Gefitinib is an Orally Active EGFR Tyrosine Kinase Inhibitor for Cancers Research

Gefitinib (ZD1839) is a potent, selective and orally active EGFR tyrosine kinase inhibitor with an IC50 of 33 nM. And it selectively inhibits EGF-stimulated tumor cell growth (IC50 of 54 nM) and that blocks EGF-stimulated EGFR autophosphorylation in tumor cells. Gefitinib also induces autophagy and cell apoptosis, which can be used for cancer related research, such as Lung cancer and breast cancer.
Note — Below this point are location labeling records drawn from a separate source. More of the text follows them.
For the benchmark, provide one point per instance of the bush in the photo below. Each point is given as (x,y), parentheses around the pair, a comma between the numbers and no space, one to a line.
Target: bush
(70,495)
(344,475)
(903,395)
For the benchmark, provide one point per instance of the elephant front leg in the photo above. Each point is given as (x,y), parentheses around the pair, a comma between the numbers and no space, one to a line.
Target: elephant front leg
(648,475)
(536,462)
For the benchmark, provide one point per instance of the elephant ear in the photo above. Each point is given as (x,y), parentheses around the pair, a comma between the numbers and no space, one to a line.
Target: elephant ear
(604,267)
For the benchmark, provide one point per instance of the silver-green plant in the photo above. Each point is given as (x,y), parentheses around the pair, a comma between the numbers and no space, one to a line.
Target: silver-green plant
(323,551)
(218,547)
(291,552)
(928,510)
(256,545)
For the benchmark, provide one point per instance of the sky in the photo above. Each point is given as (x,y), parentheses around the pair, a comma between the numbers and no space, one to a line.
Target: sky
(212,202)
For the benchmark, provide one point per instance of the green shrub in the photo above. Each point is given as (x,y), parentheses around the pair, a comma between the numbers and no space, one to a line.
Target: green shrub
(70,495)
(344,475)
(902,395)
In Vitro, Gefitinib (0.01-0.1  μM, 72 h) results in increased phosphotyrosine load of the receptor, increased signalling to ERK and stimulation of proliferation and anchorage-independent growth. What’s more, Gefitinib (1-2 μM, 72 h) significantly decreases EGFRvIII phosphotyrosine load, EGFRvIII-mediated proliferation and anchorage-independent growth. Morever, Gefitinib (0.62 μM, 24-72 h) inhibits IL-13-induced M2-like polarization of RAW 264.7 cells through the STAT6-dependent signaling pathway. It also (0.62 μM, 72 h) inhibits M2-like macrophage-promoted invasion and migration. Gefitinib (0-10 μM, 72 h) induces apoptosis (induction of BIM protein) in NSCLC Cell Lines (H3255 and HCC827 cells). In addition, Gefitinib (100 nM, 24 h) suppresses macropinocytosis and increases the cellular uptake of extracellular vesicles( EVs) in HCC827 and A549 cells. Gefitinib (1.5-60 μM, 48 h) increases inhibition of proliferation in H358R and A549R cells (Cisplatin-resistant wtEGFR NSCLC cell lines).
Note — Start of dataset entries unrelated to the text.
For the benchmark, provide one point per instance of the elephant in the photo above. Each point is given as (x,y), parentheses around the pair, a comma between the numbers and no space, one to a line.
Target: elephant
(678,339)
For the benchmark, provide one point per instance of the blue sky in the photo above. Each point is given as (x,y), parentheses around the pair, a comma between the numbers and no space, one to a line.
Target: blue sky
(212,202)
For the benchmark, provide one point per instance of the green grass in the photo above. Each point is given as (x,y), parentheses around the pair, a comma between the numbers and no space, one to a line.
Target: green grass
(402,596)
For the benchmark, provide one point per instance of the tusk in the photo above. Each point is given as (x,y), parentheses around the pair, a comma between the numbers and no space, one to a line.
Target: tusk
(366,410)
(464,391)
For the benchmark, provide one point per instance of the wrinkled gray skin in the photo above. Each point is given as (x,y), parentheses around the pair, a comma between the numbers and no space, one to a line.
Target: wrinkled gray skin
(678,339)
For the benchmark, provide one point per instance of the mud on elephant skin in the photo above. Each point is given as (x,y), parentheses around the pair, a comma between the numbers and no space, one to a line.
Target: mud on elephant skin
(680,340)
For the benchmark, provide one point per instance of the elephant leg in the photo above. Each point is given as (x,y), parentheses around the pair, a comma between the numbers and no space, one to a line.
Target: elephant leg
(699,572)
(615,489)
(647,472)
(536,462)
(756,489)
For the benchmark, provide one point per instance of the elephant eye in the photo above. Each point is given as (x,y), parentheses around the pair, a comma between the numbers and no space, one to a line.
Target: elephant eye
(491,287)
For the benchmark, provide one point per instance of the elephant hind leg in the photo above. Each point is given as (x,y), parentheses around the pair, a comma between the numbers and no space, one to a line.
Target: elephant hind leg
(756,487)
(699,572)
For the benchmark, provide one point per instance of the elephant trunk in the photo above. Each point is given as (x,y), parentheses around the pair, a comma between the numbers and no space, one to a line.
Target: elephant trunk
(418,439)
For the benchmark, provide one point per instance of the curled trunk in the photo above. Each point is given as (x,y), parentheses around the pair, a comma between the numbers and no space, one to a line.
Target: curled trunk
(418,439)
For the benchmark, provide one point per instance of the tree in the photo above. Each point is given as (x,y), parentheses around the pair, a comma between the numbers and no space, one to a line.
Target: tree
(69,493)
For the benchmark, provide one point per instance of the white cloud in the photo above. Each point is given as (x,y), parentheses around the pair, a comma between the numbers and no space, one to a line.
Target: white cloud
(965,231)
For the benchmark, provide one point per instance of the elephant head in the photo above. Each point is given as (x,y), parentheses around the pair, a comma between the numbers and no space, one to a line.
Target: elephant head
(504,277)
In Vivo, Gefitinib (Oral administration, 75 mg/kg/d, 21 days) inhibits the M2-like polarization of macrophages in LLC mice metastasis model. Gefitinib (Oral administration, 75 mg/kg for the initial week, daily for 5 consecutive days per week) eliminates phosphorylation of HER2 and HER3 and signaling through MAPK and Akt in lobular hyperplasias and carcinomas, increases MAPK activity and cytokine production in splenocytes and lymph nodes. Gefitinib (Oral gavage, 150 mg/kg, daily) enhances the anti-tumor effect of Cisplatin in H358R xenograft.

In conclusion, Gefitinib is a potent, selective and orally active EGFR tyrosine kinase inhibitor for cancers research.


[1] Cancer Res. 2002 Oct 15;62(20):5749-54.

[2] Br J Cancer. 2005 Oct 17;93(8):915-23.